Let’s demo the AbsorbingGraph in action with a script that flips a random amount of tokens at given time step values.

python scripts/demo_perturb.py "Applying diffusion to text is kind of crazy" -t 0.35

In the case above, we passed in a time step value of 0.35 , tokenized the text, and then flipped a subset of tokens to the value 50257. If you recall, the tokenizer for GPT-2 has 50256 tokens, so this flipped value is an extra token that we can "absorb" and replace with '' (an empty string).

The text was perturbed from “Applying diffusion to text is kind of crazy” → “Applying diffusion text is kind”. The idea is that at training time we will randomly noise the training data with different known values and the models job is to figure out which tokens to flip back given the current text and the known noise level.

The code that actually does the flipping is in sedd/models/graph.py under the AbsorbingGraph.sample_transition function. Let's add some print statements to see how this works in practice.

Let's run the same script again and see what these intermediate values are.

python scripts/demo_perturb.py "Applying diffusion to text is kind of crazy" -t 0.35

For one, you can see the randomness because we now perturbed the text to be “App diffusion to crazy”. The move chance represents how likely we are to swap any individual token to 20257 and then we get our a mask to swap those tokens appropriately.

Loss Function

If you look at the loss function, we sample a random t and noise, perturb the tokens, have the model look at the perturbed sentence, the noise, and the original sentence to compute our loss value.

sedd/trainer/loss.py

The model’s job is to assign high probability transitions to tokens that should be flipped given the level of noise.

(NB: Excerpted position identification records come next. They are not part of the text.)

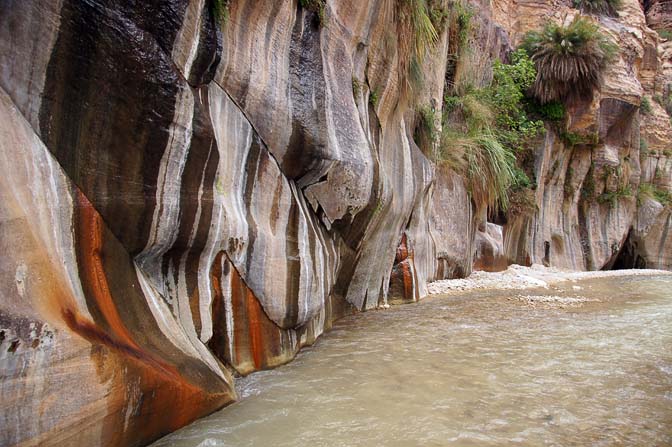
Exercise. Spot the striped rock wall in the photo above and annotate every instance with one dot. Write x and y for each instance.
(182, 202)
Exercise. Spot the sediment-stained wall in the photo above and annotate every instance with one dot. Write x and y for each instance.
(183, 201)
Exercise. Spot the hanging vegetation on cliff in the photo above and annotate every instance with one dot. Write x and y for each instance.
(570, 60)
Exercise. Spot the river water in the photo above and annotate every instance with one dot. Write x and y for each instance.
(481, 369)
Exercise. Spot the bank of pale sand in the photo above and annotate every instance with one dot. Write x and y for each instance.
(518, 277)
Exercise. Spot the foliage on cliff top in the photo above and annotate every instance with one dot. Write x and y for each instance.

During training we sample a random time step each iteration, and the model has to guess which tokens were flipped and with what probability.

There is a script called scripts/demo_loss.py to make this more concrete. Uncomment the log_score and loss values before running this script.

python scripts/demo_loss.py "Oxen plows and maintains your fields of data" -m /path/to/SEDD-large/ -t 0.5

Look closely at the shape of the log_score and the loss tensors. In this case we have 10 tokens. We then corrupt the tokens with a move probability of 0.5. The score that comes out of the model is [batch_size, context_len, vocab_size]. This means for each token we have a probability mass function representing which token from the vocab we should replace each token in our sequence with. If the probability of the current token is close to what the model predicts, our loss will be low.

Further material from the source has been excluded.